Ahhh homie comeon you know the right decision, nola of course, we do it better tham anyone else in the dirty south! Im staying in nola whem i get there through haloween so hit me up, ill show ya the best parties in the city before i hop out the 1st


----------



## bryanpaul (Oct 8, 2012)

if you skate......it's a no-brainer....burnside all the way......................... if not NOLA might be better.....that place is yucky tho


----------



## Deleted member 125 (Oct 8, 2012)

i dont get peoples thing for nola. that place is hell, especially if yer a heavy drinker or drug user, its just to fucking easy to get wasted and end up doing a fucking month in opp.


----------



## bmb666 (Dec 11, 2012)

cantcureherpes said:


> i dont get peoples thing for nola. that place is hell, especially if yer a heavy drinker or drug user, its just to fucking easy to get wasted and end up doing a fucking month in opp.



It's a love hate relationship for everyone. I love it, but I know it's no good, especially when ya can lose control so easily. Though I had a lot of good times in NOLA, met a lot of people, had a lot of reckless nights. Sure I had some bad too, but such is the life.


----------



## iamwhatiam (Dec 12, 2012)

oh


cantcureherpes said:


> i dont get peoples thing for nola. that place is hell, especially if yer a heavy drinker or drug user, its just to fucking easy to get wasted and end up doing a fucking month in opp.

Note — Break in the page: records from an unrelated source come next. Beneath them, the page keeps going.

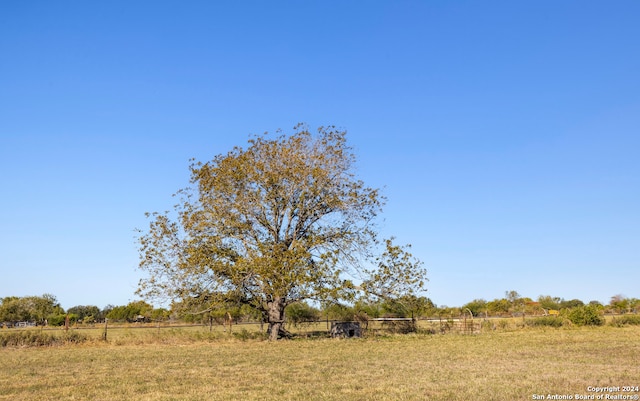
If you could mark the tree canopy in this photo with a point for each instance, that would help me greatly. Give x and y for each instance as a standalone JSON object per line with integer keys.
{"x": 280, "y": 221}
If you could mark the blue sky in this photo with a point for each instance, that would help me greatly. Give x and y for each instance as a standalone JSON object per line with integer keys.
{"x": 505, "y": 134}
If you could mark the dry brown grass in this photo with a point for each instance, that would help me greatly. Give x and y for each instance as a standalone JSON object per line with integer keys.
{"x": 509, "y": 365}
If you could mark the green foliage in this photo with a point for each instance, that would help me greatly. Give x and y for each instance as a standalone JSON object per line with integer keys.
{"x": 30, "y": 309}
{"x": 550, "y": 321}
{"x": 499, "y": 306}
{"x": 86, "y": 313}
{"x": 573, "y": 303}
{"x": 588, "y": 315}
{"x": 339, "y": 312}
{"x": 273, "y": 224}
{"x": 300, "y": 312}
{"x": 477, "y": 307}
{"x": 130, "y": 312}
{"x": 626, "y": 320}
{"x": 38, "y": 338}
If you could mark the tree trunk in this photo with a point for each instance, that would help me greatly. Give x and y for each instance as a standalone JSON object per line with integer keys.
{"x": 275, "y": 316}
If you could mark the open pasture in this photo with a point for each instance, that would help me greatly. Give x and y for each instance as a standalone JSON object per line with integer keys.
{"x": 191, "y": 364}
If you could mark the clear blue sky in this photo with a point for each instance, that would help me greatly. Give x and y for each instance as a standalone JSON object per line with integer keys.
{"x": 506, "y": 134}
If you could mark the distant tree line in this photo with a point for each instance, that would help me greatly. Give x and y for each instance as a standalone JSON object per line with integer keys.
{"x": 46, "y": 310}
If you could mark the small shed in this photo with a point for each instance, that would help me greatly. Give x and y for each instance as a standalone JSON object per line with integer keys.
{"x": 345, "y": 329}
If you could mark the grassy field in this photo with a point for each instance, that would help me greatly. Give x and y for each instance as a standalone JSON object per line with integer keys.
{"x": 191, "y": 364}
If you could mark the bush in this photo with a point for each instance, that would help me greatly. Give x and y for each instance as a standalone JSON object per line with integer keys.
{"x": 549, "y": 321}
{"x": 37, "y": 338}
{"x": 588, "y": 315}
{"x": 626, "y": 320}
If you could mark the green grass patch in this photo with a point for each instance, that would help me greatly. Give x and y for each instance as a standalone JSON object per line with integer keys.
{"x": 39, "y": 338}
{"x": 496, "y": 365}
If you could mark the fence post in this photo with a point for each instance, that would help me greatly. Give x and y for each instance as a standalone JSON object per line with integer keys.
{"x": 104, "y": 334}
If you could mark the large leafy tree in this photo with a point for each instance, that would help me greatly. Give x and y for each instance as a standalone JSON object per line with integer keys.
{"x": 281, "y": 221}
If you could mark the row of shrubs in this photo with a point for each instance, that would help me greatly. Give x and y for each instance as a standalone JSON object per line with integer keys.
{"x": 584, "y": 316}
{"x": 38, "y": 338}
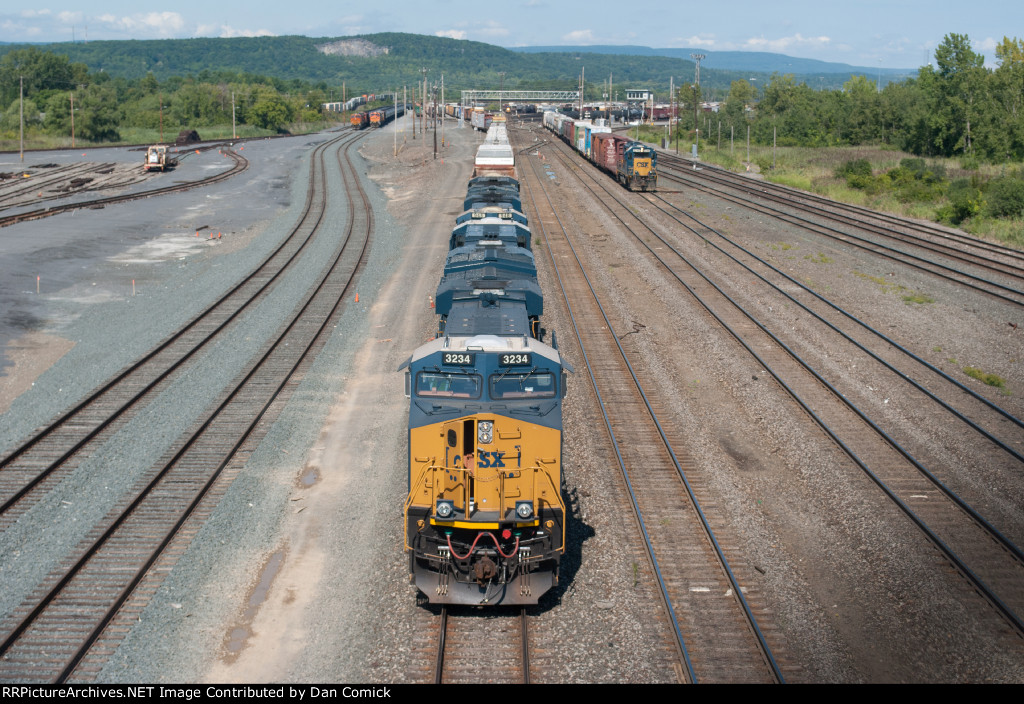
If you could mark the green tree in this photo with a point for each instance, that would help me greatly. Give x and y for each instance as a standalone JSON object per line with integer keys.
{"x": 269, "y": 111}
{"x": 957, "y": 94}
{"x": 42, "y": 71}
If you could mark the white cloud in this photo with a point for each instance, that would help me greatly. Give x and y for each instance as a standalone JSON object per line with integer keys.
{"x": 493, "y": 29}
{"x": 226, "y": 32}
{"x": 161, "y": 24}
{"x": 782, "y": 44}
{"x": 699, "y": 40}
{"x": 580, "y": 37}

word. i tried to like your post herpes but couldn't.....anyways, i wanted to reply.....sorry for you Keg, but i thought hawaii was always an interesting time. I haven't been in a couple years down to Waikiki for Hween....but i always thought it was good to start with a bottle up in the banyan trees 'cross from hulas and then work it west. are ya still around ?


----------